What kind of world do we live in when we start thinking that we can't get close to those who hold widely differing views...? I think the answer is stark: it's a world where we translate disagreements into personal attacks, harassment and intimidation (or otherwise punish those who dispute our opinions and beliefs). Some may think that "nonviolent destruction" of labs or personal property may not count as a "problem", even though it involves destroying people's life work and careers, sending a strong signal of "we'll get you where ever you go" and incinerating the knowledge gained in that laboratory. If that is your position, you should not mind at all when a student torches your office door out of opposition for the content of the next exam... It's "nonviolent destruction" after all... No one got hurt, right?

Yea, just like no one got hurt when someone burned my car in my front yard while I slept 3 ft away... or when our friend's children were mentioned as targets of the "informational campaign"... or when a graduate student got an email that prayed for her painful and untimely death. No "violence"? No "problem"? No way. We all need to reject this behavior for what it is. Period.

By David Jentsch (not verified) on 12 Mar 2010 #permalink

"ANd, they make claims that all the people who do animal research do it because they like hurting animals, or because they want to make buckets of money."
Really? Do they say ALL? Hmmm... that sounds like a globalizing portrayal...

"Well, what I think is that animal research is all right, just ... why do we want humans to benefit so much?

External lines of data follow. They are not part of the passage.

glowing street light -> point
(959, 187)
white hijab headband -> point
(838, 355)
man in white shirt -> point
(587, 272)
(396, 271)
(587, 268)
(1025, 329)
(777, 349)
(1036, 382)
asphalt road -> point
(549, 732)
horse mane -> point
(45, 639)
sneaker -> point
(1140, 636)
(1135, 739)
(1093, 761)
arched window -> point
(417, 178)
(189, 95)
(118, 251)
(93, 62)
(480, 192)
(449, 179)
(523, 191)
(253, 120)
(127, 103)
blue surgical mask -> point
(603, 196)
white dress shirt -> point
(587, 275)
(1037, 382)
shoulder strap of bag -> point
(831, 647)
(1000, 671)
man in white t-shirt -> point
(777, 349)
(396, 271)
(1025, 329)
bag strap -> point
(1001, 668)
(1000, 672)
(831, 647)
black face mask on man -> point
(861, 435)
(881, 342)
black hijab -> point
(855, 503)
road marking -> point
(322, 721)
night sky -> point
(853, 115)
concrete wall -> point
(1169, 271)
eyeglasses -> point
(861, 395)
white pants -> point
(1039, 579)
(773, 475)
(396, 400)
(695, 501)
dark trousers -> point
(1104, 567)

If the population of humans keeps rising, it will push out other species."
Smart kid.

As someone with an MLS, I second Christina.
Also, I don't think that you need to rationalize/justify your comments about research with "I don't even do animal research," because that's irrelevant...It's your right to believe and say what you want. There's a line in the Broadway version of Rado & Ragni's "Hair" along the lines of "You can say what you want, you can be what you want-- just so long as you don't hurt anybody. And remember kids, I am your friend." That pretty much sums up my philosophy. You have your beliefs. Animal rights "activists" have theirs, but you're not hurting anyone, and they are.

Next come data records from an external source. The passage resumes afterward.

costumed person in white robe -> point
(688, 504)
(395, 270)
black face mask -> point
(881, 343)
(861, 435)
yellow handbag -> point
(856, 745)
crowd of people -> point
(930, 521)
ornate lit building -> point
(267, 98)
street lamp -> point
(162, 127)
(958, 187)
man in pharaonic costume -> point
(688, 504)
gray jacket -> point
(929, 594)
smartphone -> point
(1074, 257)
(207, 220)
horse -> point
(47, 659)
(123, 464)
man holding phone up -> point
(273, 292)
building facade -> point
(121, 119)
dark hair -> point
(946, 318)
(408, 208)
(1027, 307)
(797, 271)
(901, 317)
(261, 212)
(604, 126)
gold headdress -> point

I'm also glad Janet & others have these conversations with their children. I think there was a tendency on the part of progressives in the second half of the 20th century to hide unpleasant truths from children, while conservatives tended to demand children accept the status quo without question. Either approach results in kids who run into a lot of rude awakenings as they mature, and inevitably some of them will try to hang onto their youthful illusions. The trick is in teaching kids about unpleasant realities without being utter buzz kills. Well done, Janet.

"But you're not hurting anyone, and they are." Well, see, there's the ethical difference of opinion--depends on what you see as anyone.

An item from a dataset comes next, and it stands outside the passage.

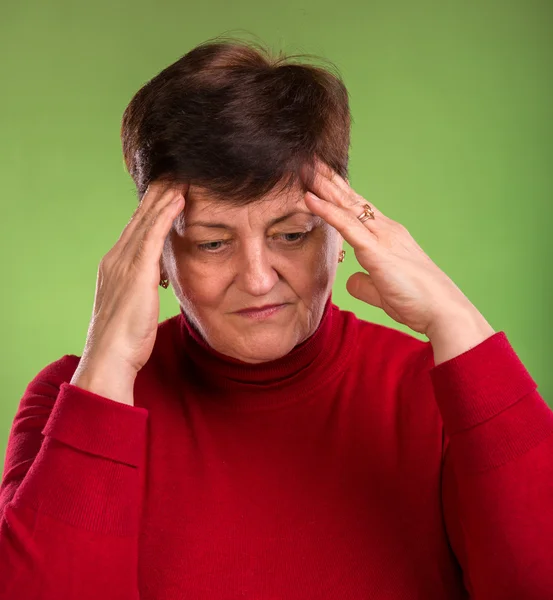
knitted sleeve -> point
(497, 470)
(71, 492)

Here's my dilemma: unless you are a pacifist under all circumstances, there has to be a point at which resistance against government-supported or industry-supported violence is legitimate. If a corporation was building a robot army that would enslave and subjugate humanity in order to boost profits, then I think you could legitimately try to destroy the factory. I don't care how many people put their life's work into that factory. So, the question for me becomes not "Is it ok or not ok to destroy stuff", but "at what point does destroying stuff become the lesser of two evils"? I do not personally believe that it is justified in most cases of animal research--as I said earlier, I am chairing a committee whose job is mostly to facilitate animal research. However, I think the summary of the general opinion here is: "Everyone has a right to their thoughts *and their actions*. If those actions turn to violence of any sort (such as destroying equipment), then that is going too far, and leads to a bleak world." I agree with the last sentiment about a bleak world, but if you really believe that animals are conscious beings that have intrinsic value, then it becomes a question really of whether violence against stuff is ever justified to stop violence against beings. I don't think that the issue is quite as cut-and-dry as most folks here are making it sound.